When your children have advanced beyond envelopes and jars, you can co-sign on a savings account for them once they’re ready to manage a real bank account.

Lesson 3: spending smart

Along with smart saving comes smart spending. Show your children how they can get the most from their dollars and how they can invest money in things that improve their lives.

Everyday activities offer many opportunities to teach savvy spending. Grocery stores, for example, are full of lessons on cost versus quality, bulk discounts, sales and coupons. Include your children in your decision making on purchases, explain your thought process and ask for their input.

Lesson 4: needs versus wants

Understanding the differences between needs and wants is an important lesson that applies to many parts of life. The sooner your children can grasp this concept, the better. This will help them make smarter money decisions by delaying gratification and resisting the urge to purchase on emotion and impulse.

The next time your children ask you to buy them something when you’re shopping, ask them whether they really need it or just want it. If you don’t get the item for them, wait to see if they remember it a week or so later, then use the example to show whether the item was an impulsive want or a real need.

Lesson 5: sharing money

Another important lesson that goes beyond money is sharing. Generosity not only makes the world a better place, but some studies claim it leads to greater personal happiness as well. Because of this, the value of generosity is an important lesson to teach.

One way to deliver this lesson is with a savings jar for giving. A person or issue your children have a strong connection to are good gift recipients. A donation to a local animal shelter from a dog lover or a holiday gift for a best friend are two such examples. Whatever, the case, be sure to point out the positive effects of the child’s giving.

This is also a good opportunity to demonstrate how to accomplish things without money. Ask your children if they would rather volunteer or give a homemade gift instead of making a donation or buying a gift. This helps show both the trade-off between time and money as well as the fact that money isn’t necessary to achieve all goals.

Lesson 6: borrowing money

Even without bringing interest into the equation, teaching your children about borrowing money can be a complex topic. While it’s tempting to avoid the issue by saying that all debt is bad, it’s important for children to understand how responsible borrowing can be an important tool.

Offering your children a loan is a good way to introduce them to borrowing. If they want to purchase a big-ticket item such as a computer or bike, you can offer to loan them half the amount if they come up with the other half. While charging your children interest is not a necessity, it is a strong lesson about how loans operate in real life. It may be far preferable that they experience and understand the concept and cost of interest now rather than stumble blindly into expensive debt later in life.

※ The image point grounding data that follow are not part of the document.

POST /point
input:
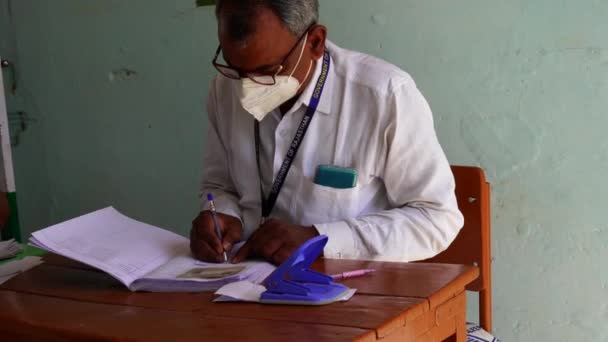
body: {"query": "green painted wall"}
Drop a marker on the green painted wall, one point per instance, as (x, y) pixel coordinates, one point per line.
(518, 87)
(29, 154)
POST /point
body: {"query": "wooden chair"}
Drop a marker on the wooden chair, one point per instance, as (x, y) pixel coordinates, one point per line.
(472, 245)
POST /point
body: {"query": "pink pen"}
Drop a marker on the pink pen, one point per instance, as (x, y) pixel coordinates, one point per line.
(352, 274)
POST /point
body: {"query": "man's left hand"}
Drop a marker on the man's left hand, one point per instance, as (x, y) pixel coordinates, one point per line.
(275, 241)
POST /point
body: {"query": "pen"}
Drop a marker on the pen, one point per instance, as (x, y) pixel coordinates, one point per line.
(218, 232)
(352, 274)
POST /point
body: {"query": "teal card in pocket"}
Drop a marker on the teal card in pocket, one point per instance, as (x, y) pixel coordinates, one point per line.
(336, 177)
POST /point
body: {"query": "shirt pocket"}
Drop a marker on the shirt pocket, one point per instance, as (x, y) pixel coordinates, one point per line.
(318, 204)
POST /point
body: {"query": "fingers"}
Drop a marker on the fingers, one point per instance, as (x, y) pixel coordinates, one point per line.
(245, 252)
(202, 250)
(232, 235)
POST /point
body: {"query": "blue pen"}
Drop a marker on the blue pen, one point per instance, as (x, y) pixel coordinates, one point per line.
(218, 232)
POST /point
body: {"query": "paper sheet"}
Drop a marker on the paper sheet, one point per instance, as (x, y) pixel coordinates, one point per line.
(125, 248)
(13, 268)
(9, 249)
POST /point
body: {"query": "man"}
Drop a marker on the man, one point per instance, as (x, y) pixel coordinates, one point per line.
(285, 94)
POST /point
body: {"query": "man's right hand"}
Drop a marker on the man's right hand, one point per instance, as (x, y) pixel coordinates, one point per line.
(205, 244)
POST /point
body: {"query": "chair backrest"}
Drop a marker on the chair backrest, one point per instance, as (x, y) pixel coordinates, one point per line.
(472, 245)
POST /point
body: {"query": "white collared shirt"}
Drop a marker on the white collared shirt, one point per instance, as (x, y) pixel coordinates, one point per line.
(371, 118)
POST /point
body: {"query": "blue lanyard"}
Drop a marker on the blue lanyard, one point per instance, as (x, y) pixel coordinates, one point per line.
(269, 203)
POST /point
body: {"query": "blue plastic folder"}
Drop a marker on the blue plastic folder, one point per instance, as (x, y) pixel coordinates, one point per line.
(294, 283)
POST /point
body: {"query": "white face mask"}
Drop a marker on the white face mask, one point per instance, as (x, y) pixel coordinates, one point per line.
(259, 99)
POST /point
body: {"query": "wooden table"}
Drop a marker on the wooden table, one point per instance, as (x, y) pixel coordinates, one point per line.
(63, 300)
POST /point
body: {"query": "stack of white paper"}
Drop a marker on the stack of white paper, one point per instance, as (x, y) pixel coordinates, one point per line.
(141, 256)
(9, 249)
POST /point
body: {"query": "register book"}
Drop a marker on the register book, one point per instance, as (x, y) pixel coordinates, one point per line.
(141, 256)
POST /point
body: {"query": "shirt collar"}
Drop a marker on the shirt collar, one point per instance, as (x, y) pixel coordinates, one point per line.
(328, 90)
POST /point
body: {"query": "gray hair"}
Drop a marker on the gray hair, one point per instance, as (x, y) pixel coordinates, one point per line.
(296, 15)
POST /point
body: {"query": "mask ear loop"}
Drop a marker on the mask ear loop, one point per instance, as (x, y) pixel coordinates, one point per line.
(300, 57)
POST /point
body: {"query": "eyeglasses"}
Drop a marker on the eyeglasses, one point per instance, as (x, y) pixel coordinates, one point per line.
(264, 78)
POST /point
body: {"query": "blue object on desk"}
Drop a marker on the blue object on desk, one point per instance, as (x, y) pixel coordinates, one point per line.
(294, 283)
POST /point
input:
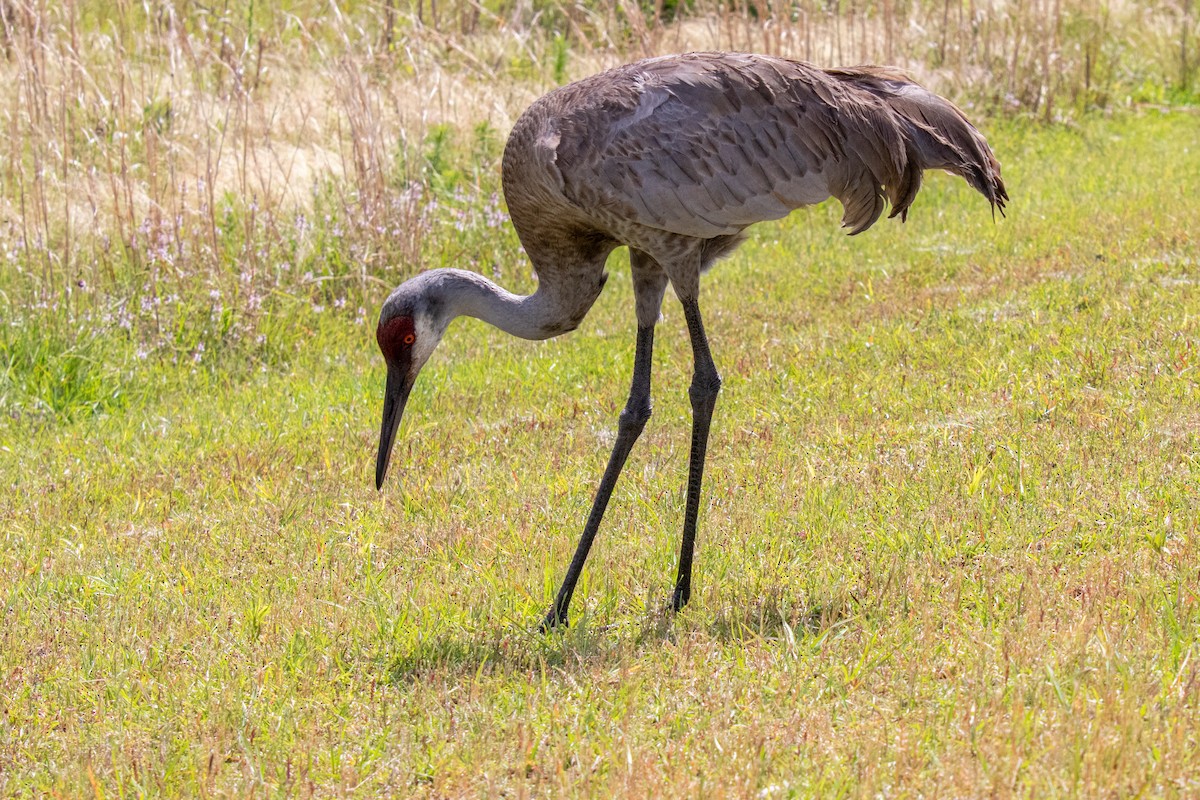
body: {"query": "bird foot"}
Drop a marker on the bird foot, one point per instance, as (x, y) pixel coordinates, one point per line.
(553, 620)
(681, 597)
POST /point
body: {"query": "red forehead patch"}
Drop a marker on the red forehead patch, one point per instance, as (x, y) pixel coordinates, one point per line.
(395, 337)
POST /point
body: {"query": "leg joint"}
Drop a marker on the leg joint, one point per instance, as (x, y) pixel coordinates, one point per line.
(705, 388)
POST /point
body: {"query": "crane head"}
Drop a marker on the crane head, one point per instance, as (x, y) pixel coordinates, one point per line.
(411, 325)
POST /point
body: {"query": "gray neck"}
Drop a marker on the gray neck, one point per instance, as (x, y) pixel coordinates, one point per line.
(469, 294)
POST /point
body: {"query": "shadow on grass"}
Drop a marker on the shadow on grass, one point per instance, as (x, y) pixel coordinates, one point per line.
(459, 650)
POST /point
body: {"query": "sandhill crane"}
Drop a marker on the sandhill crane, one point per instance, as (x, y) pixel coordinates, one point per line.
(675, 157)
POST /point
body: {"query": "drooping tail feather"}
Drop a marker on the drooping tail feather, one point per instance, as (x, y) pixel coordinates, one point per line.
(936, 136)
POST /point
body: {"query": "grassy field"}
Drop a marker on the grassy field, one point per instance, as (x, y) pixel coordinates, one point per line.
(948, 546)
(948, 534)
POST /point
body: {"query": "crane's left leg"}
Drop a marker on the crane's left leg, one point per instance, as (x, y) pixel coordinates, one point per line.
(706, 384)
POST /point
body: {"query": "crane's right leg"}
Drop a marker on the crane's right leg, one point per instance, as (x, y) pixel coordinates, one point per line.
(649, 283)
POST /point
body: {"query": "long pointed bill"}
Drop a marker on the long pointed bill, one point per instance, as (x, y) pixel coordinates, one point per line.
(394, 400)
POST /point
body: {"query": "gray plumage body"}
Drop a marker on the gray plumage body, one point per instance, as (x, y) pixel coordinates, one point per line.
(675, 157)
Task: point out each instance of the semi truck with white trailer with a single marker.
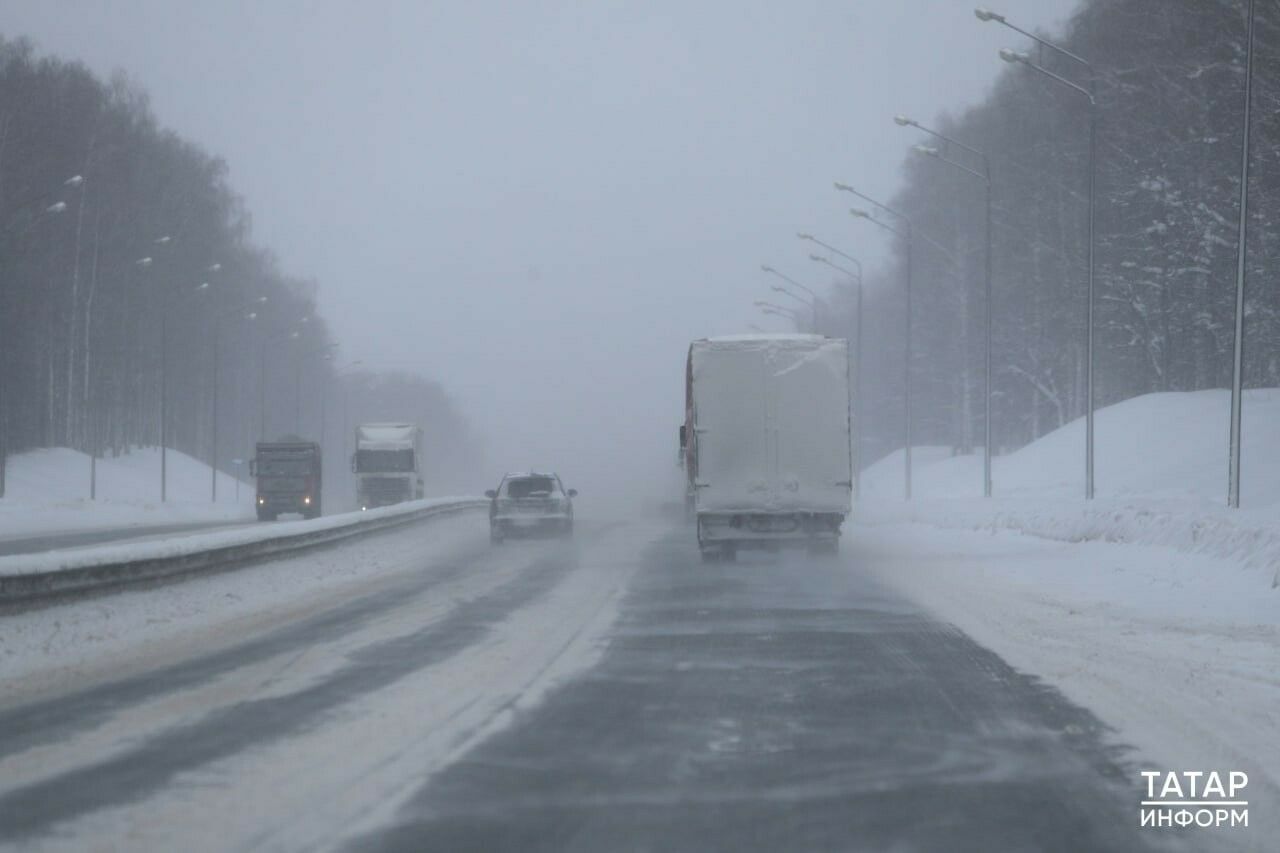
(387, 464)
(766, 442)
(288, 478)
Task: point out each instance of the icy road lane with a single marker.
(423, 690)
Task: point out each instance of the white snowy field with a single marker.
(1155, 605)
(48, 491)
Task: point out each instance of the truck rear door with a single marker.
(809, 414)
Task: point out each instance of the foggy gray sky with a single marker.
(543, 203)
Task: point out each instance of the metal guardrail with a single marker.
(22, 587)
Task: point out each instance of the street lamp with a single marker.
(906, 357)
(780, 310)
(1233, 479)
(241, 310)
(165, 302)
(1088, 94)
(812, 302)
(50, 210)
(297, 388)
(984, 176)
(261, 374)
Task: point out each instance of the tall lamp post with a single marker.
(167, 302)
(813, 297)
(10, 231)
(213, 450)
(1233, 479)
(327, 349)
(984, 176)
(908, 233)
(261, 373)
(780, 310)
(858, 365)
(1088, 94)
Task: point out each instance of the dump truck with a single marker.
(288, 478)
(766, 442)
(387, 464)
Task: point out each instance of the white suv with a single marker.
(530, 505)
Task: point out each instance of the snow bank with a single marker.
(1166, 445)
(48, 491)
(1173, 637)
(1161, 480)
(26, 564)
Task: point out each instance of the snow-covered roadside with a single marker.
(46, 491)
(1178, 651)
(1249, 539)
(177, 546)
(48, 648)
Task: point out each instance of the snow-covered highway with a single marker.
(420, 689)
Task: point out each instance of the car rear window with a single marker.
(530, 487)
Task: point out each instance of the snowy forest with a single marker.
(1169, 78)
(124, 249)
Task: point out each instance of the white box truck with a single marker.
(767, 442)
(387, 464)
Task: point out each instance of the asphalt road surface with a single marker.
(609, 693)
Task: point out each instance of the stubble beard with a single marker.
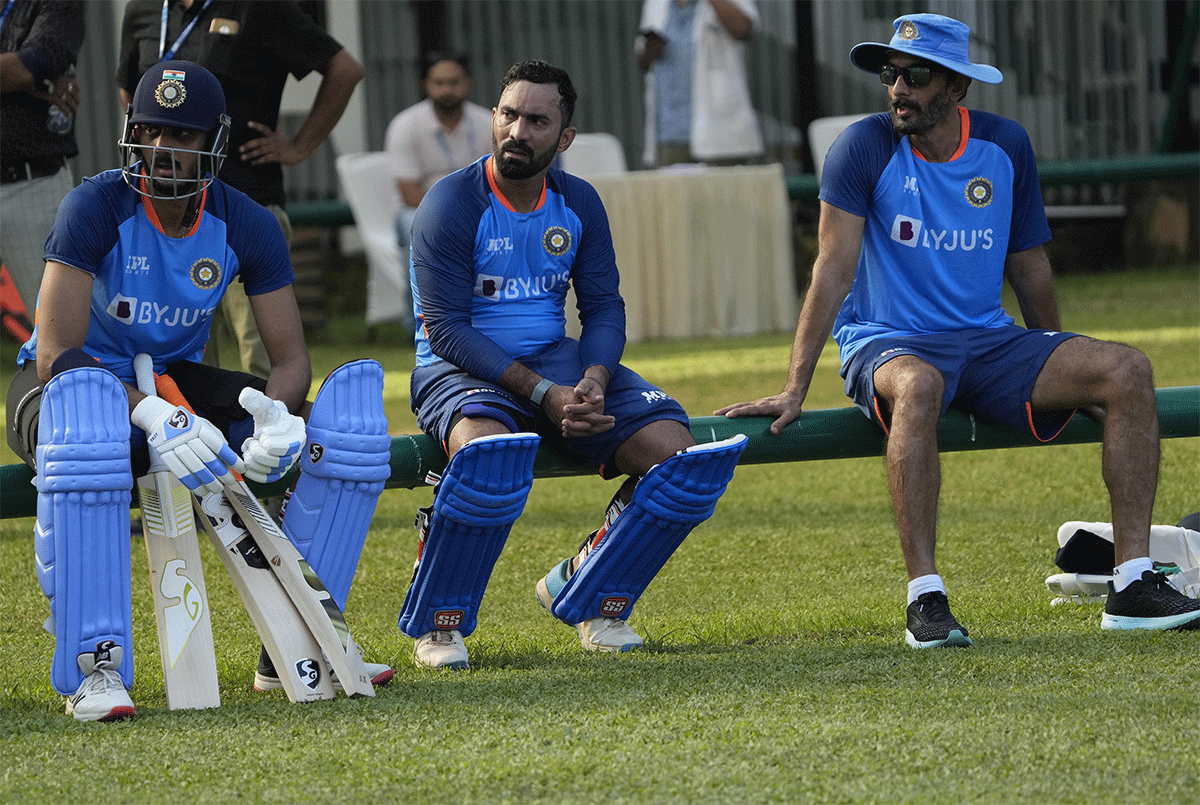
(519, 170)
(927, 116)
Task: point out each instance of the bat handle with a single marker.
(143, 368)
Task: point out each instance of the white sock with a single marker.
(922, 584)
(1129, 571)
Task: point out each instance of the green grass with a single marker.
(775, 668)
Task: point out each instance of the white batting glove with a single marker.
(190, 445)
(279, 437)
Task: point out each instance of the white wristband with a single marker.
(539, 391)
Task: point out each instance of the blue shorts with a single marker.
(441, 390)
(988, 372)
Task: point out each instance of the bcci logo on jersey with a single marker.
(205, 274)
(979, 192)
(556, 241)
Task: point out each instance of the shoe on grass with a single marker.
(595, 634)
(931, 624)
(441, 649)
(1150, 602)
(101, 695)
(267, 678)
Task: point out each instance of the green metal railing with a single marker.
(804, 187)
(819, 434)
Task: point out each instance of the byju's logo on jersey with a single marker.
(492, 287)
(556, 241)
(205, 274)
(127, 310)
(906, 230)
(489, 286)
(912, 233)
(979, 192)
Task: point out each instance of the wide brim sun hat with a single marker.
(933, 37)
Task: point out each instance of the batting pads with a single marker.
(341, 474)
(82, 536)
(481, 493)
(669, 502)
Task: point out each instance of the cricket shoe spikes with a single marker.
(595, 634)
(441, 649)
(933, 625)
(1150, 602)
(101, 695)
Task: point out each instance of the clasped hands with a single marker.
(197, 454)
(579, 409)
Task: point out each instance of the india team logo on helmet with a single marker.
(556, 241)
(175, 95)
(979, 192)
(172, 91)
(205, 274)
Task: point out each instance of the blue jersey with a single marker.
(490, 283)
(153, 293)
(936, 233)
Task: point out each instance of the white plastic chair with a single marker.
(823, 131)
(370, 190)
(594, 154)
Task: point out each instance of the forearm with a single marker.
(289, 382)
(1032, 281)
(733, 19)
(822, 301)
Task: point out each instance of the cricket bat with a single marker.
(180, 598)
(306, 590)
(286, 636)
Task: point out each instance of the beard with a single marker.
(925, 118)
(517, 170)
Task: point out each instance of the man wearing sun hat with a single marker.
(925, 210)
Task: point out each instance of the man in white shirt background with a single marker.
(435, 137)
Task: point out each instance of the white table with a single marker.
(702, 251)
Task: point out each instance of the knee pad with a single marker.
(82, 538)
(667, 503)
(481, 493)
(341, 475)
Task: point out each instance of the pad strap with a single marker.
(481, 493)
(667, 503)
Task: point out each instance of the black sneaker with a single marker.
(930, 623)
(1150, 602)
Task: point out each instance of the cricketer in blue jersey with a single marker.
(136, 263)
(495, 248)
(925, 211)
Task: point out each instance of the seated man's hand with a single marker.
(583, 410)
(190, 445)
(784, 406)
(279, 437)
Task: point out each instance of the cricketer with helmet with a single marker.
(137, 262)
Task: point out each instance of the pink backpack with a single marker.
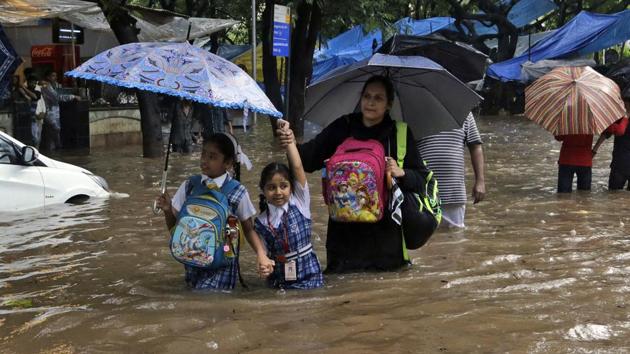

If you’re comfortable with the topic, talk with your children about how you borrow money in your life and how it affects you. Mortgages, car loans and credit cards are all worthy examples. Exact dollar figures are not necessary, but try to show both what borrowing has allowed you to accomplish as well as what responsibilities it requires of you.


Teaching good money skills to your children is no easy task, but it’s an important investment in their future. Money isn’t everything, but by showing your children how to manage it wisely, you can help them harness this important resource throughout their lives.